もし、育て方に疑問があれば、植物を求めたお店で聞くといいです。どのお店でも答えてくれると思います。その際、植物の状態だけではなく、実際に育てる環境が分かるといいですね。スマホで写真を撮り、それを見せるとより良いアドバイスがもらえると思います。植物の育て方は本にもウェブにも情報がたくさんあります。ウェブで育て方を見る際は、ご自身の環境に近い人を参考にするといいです。

植物は好きでも虫が苦手だという人は多いようです。たしかに、大自然の一角を持ってきているようなものですから、虫が全く出ないとは言い切れません。ただ、私の経験上、畑や林などの虫の発生源が近くになければ、発生率は少し下がります。

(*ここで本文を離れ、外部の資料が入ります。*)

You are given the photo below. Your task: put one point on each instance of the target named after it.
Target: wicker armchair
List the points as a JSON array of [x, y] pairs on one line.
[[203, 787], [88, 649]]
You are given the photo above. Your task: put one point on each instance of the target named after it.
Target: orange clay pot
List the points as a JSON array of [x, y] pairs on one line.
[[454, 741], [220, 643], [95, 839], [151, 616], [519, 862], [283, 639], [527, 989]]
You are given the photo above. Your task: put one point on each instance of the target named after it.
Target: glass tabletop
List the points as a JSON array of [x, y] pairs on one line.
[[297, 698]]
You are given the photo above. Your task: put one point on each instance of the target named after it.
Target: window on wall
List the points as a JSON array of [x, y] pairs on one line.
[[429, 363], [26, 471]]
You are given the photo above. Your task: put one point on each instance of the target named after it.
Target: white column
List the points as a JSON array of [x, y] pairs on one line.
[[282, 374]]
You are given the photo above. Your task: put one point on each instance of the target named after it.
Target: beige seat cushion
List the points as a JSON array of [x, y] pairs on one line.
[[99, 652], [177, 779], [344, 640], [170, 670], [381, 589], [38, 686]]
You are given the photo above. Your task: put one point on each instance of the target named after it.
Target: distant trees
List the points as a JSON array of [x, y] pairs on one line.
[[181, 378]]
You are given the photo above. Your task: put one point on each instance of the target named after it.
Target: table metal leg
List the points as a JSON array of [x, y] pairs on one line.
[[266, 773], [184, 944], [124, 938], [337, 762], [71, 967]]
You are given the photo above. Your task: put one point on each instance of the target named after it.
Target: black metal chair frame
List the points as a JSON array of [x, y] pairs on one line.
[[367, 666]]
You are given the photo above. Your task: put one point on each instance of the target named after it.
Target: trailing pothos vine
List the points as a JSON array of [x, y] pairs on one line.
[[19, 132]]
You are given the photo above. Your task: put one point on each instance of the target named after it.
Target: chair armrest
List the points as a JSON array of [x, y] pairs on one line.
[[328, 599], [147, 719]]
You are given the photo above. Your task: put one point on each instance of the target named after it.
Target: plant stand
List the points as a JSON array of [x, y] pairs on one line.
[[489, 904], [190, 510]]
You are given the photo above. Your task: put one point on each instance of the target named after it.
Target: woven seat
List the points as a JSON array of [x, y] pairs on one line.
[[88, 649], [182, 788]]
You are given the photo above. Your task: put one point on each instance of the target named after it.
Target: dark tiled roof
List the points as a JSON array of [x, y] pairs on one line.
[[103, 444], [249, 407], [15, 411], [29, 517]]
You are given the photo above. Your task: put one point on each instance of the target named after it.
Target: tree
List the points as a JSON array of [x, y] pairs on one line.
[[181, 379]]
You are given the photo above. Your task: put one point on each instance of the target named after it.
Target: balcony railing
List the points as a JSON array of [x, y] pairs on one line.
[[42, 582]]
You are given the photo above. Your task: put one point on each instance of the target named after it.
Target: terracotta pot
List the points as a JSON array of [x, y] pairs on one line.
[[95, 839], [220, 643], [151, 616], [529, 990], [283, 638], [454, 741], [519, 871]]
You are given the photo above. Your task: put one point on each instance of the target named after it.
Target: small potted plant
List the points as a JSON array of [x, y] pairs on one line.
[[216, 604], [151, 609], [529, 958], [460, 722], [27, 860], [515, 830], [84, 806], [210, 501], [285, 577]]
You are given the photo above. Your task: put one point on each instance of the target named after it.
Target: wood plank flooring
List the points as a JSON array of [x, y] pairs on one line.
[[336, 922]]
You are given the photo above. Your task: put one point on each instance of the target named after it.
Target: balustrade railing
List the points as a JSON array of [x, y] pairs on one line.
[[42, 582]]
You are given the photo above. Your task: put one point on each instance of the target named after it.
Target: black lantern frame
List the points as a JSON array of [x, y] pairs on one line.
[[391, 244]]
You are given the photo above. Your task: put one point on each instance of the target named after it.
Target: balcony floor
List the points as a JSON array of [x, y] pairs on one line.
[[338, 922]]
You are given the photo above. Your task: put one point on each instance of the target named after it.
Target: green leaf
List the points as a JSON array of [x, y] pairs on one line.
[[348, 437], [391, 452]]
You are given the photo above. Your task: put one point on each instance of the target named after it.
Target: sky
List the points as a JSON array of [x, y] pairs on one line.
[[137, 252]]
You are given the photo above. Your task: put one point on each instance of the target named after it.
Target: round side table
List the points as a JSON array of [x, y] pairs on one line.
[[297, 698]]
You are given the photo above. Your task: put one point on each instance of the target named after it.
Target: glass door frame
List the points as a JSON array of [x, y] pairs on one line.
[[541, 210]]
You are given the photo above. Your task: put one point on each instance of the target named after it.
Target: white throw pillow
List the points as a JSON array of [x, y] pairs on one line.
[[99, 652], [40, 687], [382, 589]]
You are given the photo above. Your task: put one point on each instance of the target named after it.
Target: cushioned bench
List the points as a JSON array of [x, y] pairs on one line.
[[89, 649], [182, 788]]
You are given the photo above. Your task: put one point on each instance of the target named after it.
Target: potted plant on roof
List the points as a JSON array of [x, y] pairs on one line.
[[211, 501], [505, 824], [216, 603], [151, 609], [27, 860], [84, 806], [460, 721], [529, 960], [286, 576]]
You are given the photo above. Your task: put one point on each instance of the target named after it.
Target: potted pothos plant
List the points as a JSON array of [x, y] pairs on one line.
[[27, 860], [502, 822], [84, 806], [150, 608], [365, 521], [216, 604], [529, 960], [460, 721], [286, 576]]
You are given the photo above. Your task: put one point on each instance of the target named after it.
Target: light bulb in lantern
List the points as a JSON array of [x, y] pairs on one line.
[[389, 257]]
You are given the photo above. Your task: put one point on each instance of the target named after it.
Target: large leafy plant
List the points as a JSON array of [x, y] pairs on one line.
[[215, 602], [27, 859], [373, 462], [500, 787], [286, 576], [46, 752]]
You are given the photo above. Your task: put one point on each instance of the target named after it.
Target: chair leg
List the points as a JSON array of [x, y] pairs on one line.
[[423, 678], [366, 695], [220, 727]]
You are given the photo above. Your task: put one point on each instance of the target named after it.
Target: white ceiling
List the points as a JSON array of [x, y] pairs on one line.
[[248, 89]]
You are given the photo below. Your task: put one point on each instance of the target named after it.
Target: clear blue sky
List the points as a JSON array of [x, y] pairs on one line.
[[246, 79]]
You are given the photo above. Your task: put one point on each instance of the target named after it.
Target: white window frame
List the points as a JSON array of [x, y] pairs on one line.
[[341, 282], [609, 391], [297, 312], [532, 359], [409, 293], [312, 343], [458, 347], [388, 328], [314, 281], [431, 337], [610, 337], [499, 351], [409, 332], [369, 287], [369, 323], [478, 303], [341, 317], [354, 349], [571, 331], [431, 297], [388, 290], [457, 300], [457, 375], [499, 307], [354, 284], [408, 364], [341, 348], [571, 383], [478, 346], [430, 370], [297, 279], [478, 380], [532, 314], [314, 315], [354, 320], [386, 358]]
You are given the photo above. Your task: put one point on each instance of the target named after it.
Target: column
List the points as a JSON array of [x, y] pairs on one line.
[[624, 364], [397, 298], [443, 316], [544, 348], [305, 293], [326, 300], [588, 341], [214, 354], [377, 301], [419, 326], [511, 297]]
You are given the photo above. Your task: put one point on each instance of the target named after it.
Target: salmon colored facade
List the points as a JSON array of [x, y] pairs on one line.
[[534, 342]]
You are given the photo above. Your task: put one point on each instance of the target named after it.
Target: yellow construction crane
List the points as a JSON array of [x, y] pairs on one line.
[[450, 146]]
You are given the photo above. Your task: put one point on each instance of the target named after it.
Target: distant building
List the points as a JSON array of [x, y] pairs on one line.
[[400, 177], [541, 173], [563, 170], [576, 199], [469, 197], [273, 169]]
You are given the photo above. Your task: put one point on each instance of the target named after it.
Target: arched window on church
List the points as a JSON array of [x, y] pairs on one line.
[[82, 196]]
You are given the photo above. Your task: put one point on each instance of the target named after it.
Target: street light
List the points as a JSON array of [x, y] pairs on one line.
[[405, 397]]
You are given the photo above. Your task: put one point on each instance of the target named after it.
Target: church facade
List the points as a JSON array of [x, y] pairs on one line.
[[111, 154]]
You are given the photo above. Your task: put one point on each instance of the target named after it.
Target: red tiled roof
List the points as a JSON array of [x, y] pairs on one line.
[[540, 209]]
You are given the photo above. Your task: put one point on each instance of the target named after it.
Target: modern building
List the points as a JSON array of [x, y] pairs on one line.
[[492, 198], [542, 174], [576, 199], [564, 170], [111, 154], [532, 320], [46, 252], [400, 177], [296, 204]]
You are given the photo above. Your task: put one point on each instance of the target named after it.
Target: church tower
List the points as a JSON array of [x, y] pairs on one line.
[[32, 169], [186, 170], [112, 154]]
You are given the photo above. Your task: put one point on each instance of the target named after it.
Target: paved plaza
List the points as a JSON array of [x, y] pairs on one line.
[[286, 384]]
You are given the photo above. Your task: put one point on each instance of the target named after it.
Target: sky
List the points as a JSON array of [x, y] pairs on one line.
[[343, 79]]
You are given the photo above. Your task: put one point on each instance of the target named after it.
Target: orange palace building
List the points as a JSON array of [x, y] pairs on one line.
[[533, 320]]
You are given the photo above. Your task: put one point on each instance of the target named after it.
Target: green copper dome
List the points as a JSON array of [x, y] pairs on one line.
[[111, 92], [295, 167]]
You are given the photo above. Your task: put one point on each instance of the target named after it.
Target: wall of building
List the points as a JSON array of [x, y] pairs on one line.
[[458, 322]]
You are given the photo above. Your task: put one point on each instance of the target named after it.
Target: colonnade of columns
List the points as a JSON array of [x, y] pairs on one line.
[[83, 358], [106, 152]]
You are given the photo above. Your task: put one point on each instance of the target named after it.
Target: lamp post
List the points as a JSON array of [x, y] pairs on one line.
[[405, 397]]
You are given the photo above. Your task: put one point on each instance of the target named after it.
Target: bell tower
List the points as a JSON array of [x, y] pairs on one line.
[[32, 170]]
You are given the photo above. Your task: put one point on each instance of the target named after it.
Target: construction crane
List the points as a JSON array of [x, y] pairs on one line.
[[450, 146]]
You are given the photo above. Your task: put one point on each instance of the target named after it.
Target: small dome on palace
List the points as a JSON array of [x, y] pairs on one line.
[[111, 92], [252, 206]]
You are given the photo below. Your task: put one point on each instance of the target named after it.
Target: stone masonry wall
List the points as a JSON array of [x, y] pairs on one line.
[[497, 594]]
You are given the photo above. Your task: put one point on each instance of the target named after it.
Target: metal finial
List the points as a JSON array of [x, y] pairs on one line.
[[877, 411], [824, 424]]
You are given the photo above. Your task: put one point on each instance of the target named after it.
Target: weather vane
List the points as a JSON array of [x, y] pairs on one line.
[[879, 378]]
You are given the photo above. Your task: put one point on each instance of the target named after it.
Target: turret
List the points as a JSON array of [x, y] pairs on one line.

予防的に園芸用薬剤に頼るのも非常に効果的です。だけど、どうしても苦手という人は「チランジア」というエアプランツがおすすめです。エアプランツは北アメリカの南部からメキシコの乾燥地帯に自生している植物で、そのほとんどが樹木や岩場に着生しています。育成に土が必要ありませんので、土に付く類いの不快害虫に関してのリスクは低減できます。その意味で虫嫌いの人にはおすすめです。

植物には相性があるけれど……

「うまく育てる」。これを最初からゴールにしている人がいらっしゃいます。しかし、大きな声では言えませんが、私も枯らしてしまうことはあります。植物の育て方に100点はないんです。それに人と植物との相性も大きい。「水をやるのが好きな人が水を必要とする植物」、「水をあげるのを忘れがちな人が水をあまり必要としない植物」と、合致すると最高です。相性が合えば10年以上、いやそれ以上、付き合うことができるはずです。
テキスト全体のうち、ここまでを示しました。